José Arriagada

José Arriagada

José y su señora, se fueron a vivir a Quidico para pasar su jubilación.

Compraron una casa grande a la orilla del mar y se disponían a pasar sus últimos años tranquilos y a celebrar que José finalizaba la quimioterapia, tras una leucemia.

“Cuando ya me dieron de alta, nos fuimos. Eso nos duró hasta el 6 de agosto del 2020 cuando a las cinco de la tarde estábamos dispuestos a tomar once y empezamos a sentir como vidrios rotos. La casa es de ladrillos, de material de albañilería. Y una vecina de al frente avisó protéjanse, protéjanse, que están disparando. Una veintena de hombres encapuchados disparando. Mi señora salió con las manos en alto”, relata.

Dice que su mujer pidió poder entrar a la casa para buscar a su hija de 12 años.
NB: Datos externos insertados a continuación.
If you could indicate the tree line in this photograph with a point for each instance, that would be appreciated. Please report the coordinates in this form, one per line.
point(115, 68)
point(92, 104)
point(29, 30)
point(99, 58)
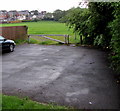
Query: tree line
point(97, 25)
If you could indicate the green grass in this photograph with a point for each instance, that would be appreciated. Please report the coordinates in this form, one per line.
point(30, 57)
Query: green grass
point(48, 27)
point(13, 102)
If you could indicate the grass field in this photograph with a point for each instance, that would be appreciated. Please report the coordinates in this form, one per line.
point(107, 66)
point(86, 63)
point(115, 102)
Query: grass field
point(12, 102)
point(47, 27)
“Entró mi señora, sacamos los documentos, lo más urgente, unos medicamentos y nos subimos al auto -el auto lo hicieron pedazos a balazos-  y arrancamos. A la media hora vimos de lejos cómo la casa se estaba quemando entera. Se estaba quemando completamente. Los Carabineros fueron repelidos por los atacantes”.

La balacera duró 10 minutos y los ahorros de toda una vida fueron destruidos”.

“Ese pueblo murió. Lamentablemente murió y con gente absolutamente preparada. Aquí no estamos hablando de pistolitas de agua, estamos hablando de gente que usa armamento pesado, entonces no es que no estén preparados, están muy organizados.

No vale la pena esforzarse como lo hice, si al final cualquiera está expuesto a eso y uno dice, para qué luchar tanto si al final en media hora pierdes todo. Y no tienes ayuda. No hay una ayuda de verdad”, finaliza.